-6-

3.8K 406 44
                                    

Loves By Jiikeiha

Disclaimer By Masashi Kishimoto

.

.

.

Jika menatap langit bisa menjadikanmu setenang ini. Bolehkah aku bermimpi untuk bisa menggantikan langit itu?

Dia tertawa. Barisan rapih gigi putihnya terlihat, matanya yang besar menyipit hingga tiap sudutnya tertarik. Gerakan tangan yang menyapu udara begitu indah, seperti seorang penari professional yang terlatih. Gemulai, ringan dan memesona. Setelahnya ia menutup mulut dengan telapak tangan, menatap ke arahku dengan kedua sudut mata yang berkaca-kaca.

Selucu itukah keseriusan yang ia anggap sebagai lelucon ke luar dari mulutku hingga tawanya sampai mengeluarkan air mata.

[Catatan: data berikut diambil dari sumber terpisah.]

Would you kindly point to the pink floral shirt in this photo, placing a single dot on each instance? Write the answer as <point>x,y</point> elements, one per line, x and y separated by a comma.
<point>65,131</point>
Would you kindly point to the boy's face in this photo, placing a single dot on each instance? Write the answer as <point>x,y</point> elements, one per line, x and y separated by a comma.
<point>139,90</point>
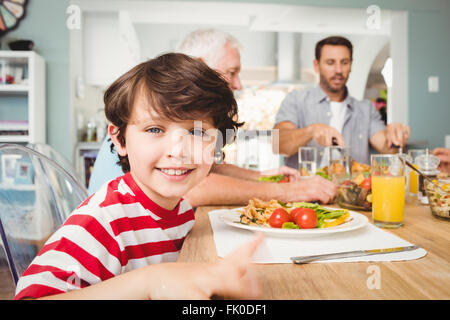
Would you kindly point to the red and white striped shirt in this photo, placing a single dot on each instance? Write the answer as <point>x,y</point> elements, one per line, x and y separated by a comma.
<point>116,230</point>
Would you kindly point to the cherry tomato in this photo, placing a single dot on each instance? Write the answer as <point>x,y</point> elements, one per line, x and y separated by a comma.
<point>346,182</point>
<point>367,183</point>
<point>284,180</point>
<point>295,212</point>
<point>278,217</point>
<point>306,218</point>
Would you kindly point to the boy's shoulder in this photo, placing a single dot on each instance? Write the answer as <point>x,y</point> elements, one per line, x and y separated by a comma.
<point>112,193</point>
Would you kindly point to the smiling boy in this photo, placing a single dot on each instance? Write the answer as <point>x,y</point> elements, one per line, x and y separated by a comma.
<point>114,244</point>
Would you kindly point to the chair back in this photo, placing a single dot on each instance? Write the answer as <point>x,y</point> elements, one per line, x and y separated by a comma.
<point>36,197</point>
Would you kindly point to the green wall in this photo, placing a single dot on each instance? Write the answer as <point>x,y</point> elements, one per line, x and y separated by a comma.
<point>429,47</point>
<point>45,24</point>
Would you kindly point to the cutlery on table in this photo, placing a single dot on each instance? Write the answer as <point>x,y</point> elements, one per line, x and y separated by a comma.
<point>347,254</point>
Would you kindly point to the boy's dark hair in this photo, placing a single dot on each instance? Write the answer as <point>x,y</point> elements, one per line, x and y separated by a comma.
<point>177,87</point>
<point>334,41</point>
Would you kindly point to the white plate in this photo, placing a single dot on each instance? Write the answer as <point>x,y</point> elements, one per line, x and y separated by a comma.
<point>357,220</point>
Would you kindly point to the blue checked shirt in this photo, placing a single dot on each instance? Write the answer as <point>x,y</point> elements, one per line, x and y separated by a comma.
<point>305,107</point>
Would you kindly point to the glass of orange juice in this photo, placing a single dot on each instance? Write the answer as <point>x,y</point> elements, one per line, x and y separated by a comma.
<point>388,190</point>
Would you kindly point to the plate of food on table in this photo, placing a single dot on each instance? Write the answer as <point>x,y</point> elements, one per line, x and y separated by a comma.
<point>354,192</point>
<point>293,218</point>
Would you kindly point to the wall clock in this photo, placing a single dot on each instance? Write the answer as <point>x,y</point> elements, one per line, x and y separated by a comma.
<point>11,12</point>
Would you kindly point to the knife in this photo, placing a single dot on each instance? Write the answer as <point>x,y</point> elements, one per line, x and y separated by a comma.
<point>347,254</point>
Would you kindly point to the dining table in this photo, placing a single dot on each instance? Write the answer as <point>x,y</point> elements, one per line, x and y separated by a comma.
<point>426,278</point>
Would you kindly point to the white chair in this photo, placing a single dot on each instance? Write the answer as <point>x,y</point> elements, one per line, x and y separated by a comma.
<point>36,197</point>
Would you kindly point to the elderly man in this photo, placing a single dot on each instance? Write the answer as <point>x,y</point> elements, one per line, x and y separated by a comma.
<point>316,117</point>
<point>226,184</point>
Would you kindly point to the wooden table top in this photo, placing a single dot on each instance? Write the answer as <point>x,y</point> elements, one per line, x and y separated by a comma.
<point>424,278</point>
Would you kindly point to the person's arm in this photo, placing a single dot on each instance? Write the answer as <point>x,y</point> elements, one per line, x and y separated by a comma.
<point>248,174</point>
<point>217,189</point>
<point>291,137</point>
<point>395,134</point>
<point>179,280</point>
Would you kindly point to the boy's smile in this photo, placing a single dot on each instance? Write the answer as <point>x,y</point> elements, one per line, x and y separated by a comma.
<point>167,158</point>
<point>175,174</point>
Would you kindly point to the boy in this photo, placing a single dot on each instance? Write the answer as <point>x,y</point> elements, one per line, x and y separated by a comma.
<point>114,244</point>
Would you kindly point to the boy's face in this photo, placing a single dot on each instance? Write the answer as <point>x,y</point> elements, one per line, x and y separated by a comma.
<point>166,158</point>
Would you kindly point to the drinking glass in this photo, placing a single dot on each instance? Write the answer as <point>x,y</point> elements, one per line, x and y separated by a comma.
<point>339,161</point>
<point>413,178</point>
<point>388,190</point>
<point>307,161</point>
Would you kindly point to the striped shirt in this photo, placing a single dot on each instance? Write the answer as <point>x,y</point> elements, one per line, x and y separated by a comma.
<point>115,230</point>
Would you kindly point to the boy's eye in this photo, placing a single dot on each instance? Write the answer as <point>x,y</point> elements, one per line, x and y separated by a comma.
<point>198,133</point>
<point>154,130</point>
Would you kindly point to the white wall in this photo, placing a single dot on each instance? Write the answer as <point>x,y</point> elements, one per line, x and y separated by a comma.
<point>258,48</point>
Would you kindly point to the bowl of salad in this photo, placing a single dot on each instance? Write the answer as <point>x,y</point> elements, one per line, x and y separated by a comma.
<point>439,198</point>
<point>356,193</point>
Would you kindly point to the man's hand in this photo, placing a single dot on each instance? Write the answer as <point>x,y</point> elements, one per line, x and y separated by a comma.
<point>311,189</point>
<point>397,134</point>
<point>291,173</point>
<point>444,155</point>
<point>323,134</point>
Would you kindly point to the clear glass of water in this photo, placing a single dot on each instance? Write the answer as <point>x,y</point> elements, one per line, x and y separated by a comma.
<point>339,163</point>
<point>307,161</point>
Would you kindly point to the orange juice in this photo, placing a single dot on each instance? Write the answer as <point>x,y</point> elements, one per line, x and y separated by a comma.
<point>413,180</point>
<point>388,199</point>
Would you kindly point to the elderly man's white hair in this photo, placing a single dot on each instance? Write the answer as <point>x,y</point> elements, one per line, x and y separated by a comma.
<point>207,44</point>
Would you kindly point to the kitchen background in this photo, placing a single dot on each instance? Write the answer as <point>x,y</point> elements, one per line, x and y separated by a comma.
<point>277,38</point>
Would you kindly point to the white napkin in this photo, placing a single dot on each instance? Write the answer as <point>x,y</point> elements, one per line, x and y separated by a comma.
<point>280,249</point>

"Jangan bercanda Sasuke-kun!"

Suaranya merdu. Bahkan diva top sekali pun akan kalah jika disandingkan dengannya. Sebut aku berlebihan. Namun itulah cinta, kegilaannya bahkan mampu merusak jiwa dan tatanan logika yang telah kau tanam di sisi otak terjenius-mu.

"Aku serius!"

Dia tertawa lagi. Tidak semangat sebelumnya. Tawanya berubah menjadi segaris senyum. Kedua bibirnya tak terlalu dalam melengkung. Barisan giginya bersembunyi tertutup dua bibir sensualnya yang menjadi salah satu daya tariknya.

Dia.... sempurna.

"Sudah cukup. Aku tidak mau mendengarnya lagi. Kita masih terlalu muda untuk itu."

"Aku tidak ingin terlalu tua untuk bisa memilikimu seutuhnya."

"Hei lihat siapa yang mendadak romantis? Kita masih SMP Sasuke-kun!"

Dia berdiri. Melupakan jus jeruknya yang tinggal setengah gelas. Aku pun mengikutinya, membiarkan dia lebih dulu berjalan keluar dari kantin dan menyusulnya kemudian. Dia menungguku sampai selesai membayar makan siang kami.

"Hinata—"

"Tidak sekarang. Kita masih terlalu muda, kau dan aku memang sekarang mungkin saling mencintai—" kedua tangannya terangkat, menunjukkan jari telunjuk dan tengah yang digerakkan ke atas ke bawah membentuk tanda kutip.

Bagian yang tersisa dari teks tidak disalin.